Times Square New Year's Celebration Rolls Out No. '2' for 2012
MIDTOWN — 2012 has arrived in Times Square — at least in number form.
The ‘2’ numeral that will replace the ‘1’ in the 2012 high above Times Square on New Year’s Eve was rolled onto Seventh Avenue on the back of a flatbed truck Wednesday afternoon, marking the first ceremonial step in the lead-up to the city’s biggest party of the year.
“This is the little ritual that begins the big ritual,” said Times Square Alliance President Tim Tompkins, after setting the numeral’s bulbs aglow in the Times Square Visitor Center, where it will be on display until Dec. 27.
Combined, the two seven-foot-tall ‘2’s, ‘0’ and ‘1’ that will eventually sit atop One Times Square contain a total of 526 LED bulbs, which remain alight all year.
"It’s literally the most-watched place on the planet and the most watched sign on the planet," Tompkins said.
Jeffrey Straus, the president of Countdown Entertainment, which executive produces the annual event, said the ball drop has come a long way since he started working on the ceremony 17 years ago.
“When I started, it was six men with ropes, a stopwatch and incandescent light bulbs,” said Straus, who said the team used to use an atomic clock in Colorado to make sure their timing was precise.
Today, he said, the whole drop is coordinated using advanced GPS technology and computers, and uses the lowest-energy LED lights.
“It’s automated to the second,” he said.
Straus said that, even though he’s done it many times, being part of the world's most-watched show never gets old.
“It is surreal,” he said. “When those confetti fall and we’re all counting down as a world community… that’s an amazing moment.”

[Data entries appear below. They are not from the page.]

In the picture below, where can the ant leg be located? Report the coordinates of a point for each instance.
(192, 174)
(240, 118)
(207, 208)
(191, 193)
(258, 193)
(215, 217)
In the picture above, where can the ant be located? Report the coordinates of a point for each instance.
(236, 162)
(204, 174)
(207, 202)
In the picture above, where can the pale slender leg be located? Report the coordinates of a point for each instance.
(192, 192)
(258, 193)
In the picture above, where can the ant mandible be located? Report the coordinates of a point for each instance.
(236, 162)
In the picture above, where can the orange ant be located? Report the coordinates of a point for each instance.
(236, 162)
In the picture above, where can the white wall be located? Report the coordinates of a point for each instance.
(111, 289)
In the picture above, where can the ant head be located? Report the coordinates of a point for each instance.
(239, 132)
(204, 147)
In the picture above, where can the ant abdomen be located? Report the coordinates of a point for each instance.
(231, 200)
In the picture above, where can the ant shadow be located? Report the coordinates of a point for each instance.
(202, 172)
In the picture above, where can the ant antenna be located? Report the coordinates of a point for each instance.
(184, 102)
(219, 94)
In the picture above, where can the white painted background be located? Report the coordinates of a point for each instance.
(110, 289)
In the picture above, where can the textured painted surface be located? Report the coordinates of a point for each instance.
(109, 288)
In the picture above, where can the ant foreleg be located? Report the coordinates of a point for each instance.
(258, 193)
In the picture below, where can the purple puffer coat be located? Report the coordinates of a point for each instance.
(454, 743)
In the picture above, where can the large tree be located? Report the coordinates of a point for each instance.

Tourists visiting the center, who were among the first to see the numeral aglow, were impressed to see it so close.
“It’s fabulous. I think it looks beautiful. It’s bright, really illuminating,” said Seth Bixson, 56, from Long Island, who was visiting the city with his son Jeremy, 18, and friend, Arlyn Rayfield, from New Jersey.
At first Rayfield seemed unimpressed.
“It looks like a two,” she interjected.
“It’s not just a two! It’s a beautiful two,” rebutted Bixson, who said he’s been to see the ball drop in person twice — once as a teenager to ring in 1973 and once with his family in 2007 — and usually watches the ball drop on TV.
The next step in the New Year preparations will come on Dec. 27, when Waterford Crystal will install the crystal panels on the New Year’s ball.
The ball will then be tested on Friday Dec. 30 at noon, with the ball drop ceremony set to begin at 6 p.m. the following evening, with performances by a host of stars including teen heartthrob Justin Bieber and Lady Gaga.